Dua pekan kemudian, tiga orang tewas di gereja di Nice dan pada hari yang sama seorang pendukung supremasi kulit putih menodong ke para warga keturunan Afrika Utara. Terbaru, kata Munjid, terjadi penembakan di Wina, Austria, oleh simpatisan negara Islam, ISIS’. “Peristiwa-peristiwa ini berkaitan,” kata dia.
Hal itu ditambah pernyataan Presiden Macron yang mengecam separatisme Islam dan membela hak kebebesan berpendapat. Majalah Charlie Hebdo juga menerbitkan ulang kartun Nabi Muhammad karena kasus pembunuhan staf mereka atas kartun itu pada 2015 tengah disidang.
Rentetan kejadian ini menggambarkan kedua pihak tidak saling memahami. “Orang Prancis seakan bertanya kenapa orang Islam brutal, sebaliknya orang Islam seolah bertanya kenapa orang Eropa tidak menghargai Islam,” kata Munjid.
Menurut Munjid, atas maraknya aksi teror itu, warga Prancis dan Eropa melihat Islam tak cocok dengan dunia modern. Adapun jumlah imigran muslim makin besar, sehingga mereka harus diasimilasi. “Kalau tidak, akan jadi masalah serius,” katanya.
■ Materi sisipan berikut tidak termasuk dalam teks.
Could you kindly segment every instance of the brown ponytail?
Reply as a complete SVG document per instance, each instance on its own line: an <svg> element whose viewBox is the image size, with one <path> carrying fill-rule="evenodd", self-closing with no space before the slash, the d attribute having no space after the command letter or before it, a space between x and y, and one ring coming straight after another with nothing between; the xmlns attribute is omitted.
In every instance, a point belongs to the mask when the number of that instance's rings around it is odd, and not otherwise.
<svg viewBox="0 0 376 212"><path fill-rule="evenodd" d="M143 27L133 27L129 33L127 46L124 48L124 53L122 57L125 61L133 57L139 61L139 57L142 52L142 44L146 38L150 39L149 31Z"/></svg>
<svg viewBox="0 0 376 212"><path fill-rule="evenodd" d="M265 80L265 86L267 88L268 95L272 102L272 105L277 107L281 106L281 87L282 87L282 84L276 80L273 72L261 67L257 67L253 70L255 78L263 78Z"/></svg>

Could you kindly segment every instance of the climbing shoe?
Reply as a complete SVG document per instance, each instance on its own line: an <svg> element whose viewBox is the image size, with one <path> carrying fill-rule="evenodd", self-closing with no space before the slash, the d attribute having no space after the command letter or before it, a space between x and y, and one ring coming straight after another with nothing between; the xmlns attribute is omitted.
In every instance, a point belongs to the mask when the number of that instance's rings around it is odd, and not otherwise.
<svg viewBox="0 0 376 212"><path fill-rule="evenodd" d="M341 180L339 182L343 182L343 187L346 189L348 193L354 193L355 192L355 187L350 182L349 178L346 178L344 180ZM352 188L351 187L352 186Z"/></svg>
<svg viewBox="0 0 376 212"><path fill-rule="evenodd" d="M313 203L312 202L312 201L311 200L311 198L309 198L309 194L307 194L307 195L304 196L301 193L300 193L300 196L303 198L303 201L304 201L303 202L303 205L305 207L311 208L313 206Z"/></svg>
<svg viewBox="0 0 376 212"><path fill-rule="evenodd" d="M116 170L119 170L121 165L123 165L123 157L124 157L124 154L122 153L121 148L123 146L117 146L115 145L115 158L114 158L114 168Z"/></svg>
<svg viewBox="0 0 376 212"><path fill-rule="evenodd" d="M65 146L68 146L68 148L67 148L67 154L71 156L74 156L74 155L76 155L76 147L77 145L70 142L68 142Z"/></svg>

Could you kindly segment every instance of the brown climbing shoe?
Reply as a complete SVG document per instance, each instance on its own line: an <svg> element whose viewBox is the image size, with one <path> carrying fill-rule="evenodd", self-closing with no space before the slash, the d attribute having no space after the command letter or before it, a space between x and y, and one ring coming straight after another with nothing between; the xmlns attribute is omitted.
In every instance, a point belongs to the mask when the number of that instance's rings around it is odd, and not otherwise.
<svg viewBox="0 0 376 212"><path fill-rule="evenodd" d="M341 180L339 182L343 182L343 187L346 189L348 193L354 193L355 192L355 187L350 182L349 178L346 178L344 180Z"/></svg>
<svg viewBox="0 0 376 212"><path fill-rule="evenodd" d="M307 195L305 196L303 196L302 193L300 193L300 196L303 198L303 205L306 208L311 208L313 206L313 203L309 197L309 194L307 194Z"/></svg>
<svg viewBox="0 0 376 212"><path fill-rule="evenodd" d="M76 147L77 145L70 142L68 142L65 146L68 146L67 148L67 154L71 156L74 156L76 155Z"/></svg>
Sementara pemeluk Islam di Prancis tidak dapat memahami budaya sekuler dan kebebasan berpendapat di sana, termasuk dalam ekspresi yang dinilai menista agama. Imigran muslim di Prancis kebanyakan kalangan menengah ke bawah dan gagal beradaptasi sehingga menjadikan Islam sebagai identitas politik.
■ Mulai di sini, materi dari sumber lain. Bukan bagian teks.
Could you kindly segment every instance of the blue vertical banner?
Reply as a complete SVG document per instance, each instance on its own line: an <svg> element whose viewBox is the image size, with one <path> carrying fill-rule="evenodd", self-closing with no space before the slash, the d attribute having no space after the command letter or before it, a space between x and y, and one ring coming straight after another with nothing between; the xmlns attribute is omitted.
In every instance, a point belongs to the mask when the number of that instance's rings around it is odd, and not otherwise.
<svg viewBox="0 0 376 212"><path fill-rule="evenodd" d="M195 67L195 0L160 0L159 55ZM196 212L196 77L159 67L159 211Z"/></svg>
“Kedua belah pihak saling mengeluhkan tapi tidak ada upaya serius memmahami pihak yang lainnya. Ada problem mutual understanding pemahaman bersama. Padahal mereka hidup bersama. Masing-masing cuma menuntut untuk dipahami,” tuturnya.
Menurut Munjid, masalah ini makin rumit saat sejumlah orang dan politisi yang berjarak dengan kondisi Prancis, seperti di Indonesia, Turki, dan negara-negara Islam ikut nimbrung berkomentar. “Orang-orang berjarak dari peristiwa turut ambil bagian untuk memperkeruh suasana,” kata dia.
Para politisi itu memiliki agenda politik di negara masing-masing, seperti Mahathir Mohamad di Malaysia dan Erdogan di Turki. “Mahathir bicara ke sesama warga Malaysia untuk dukungan politik. Erdogan juga, bukan untuk membela Islam di Prancis tapi galang dukungan di negerinya,” kata Munjid.
Namun ucapan Presiden Macron juga tak lepas dari konteks politik karena pada 2022 digelar pemilihan presiden Prancis. “Pernyataan Macron sebenarnya langkah kampanye pilpres. Dia sedang bicara pada kelompok kanan untuk meraih dukungan politik,” ujarnya.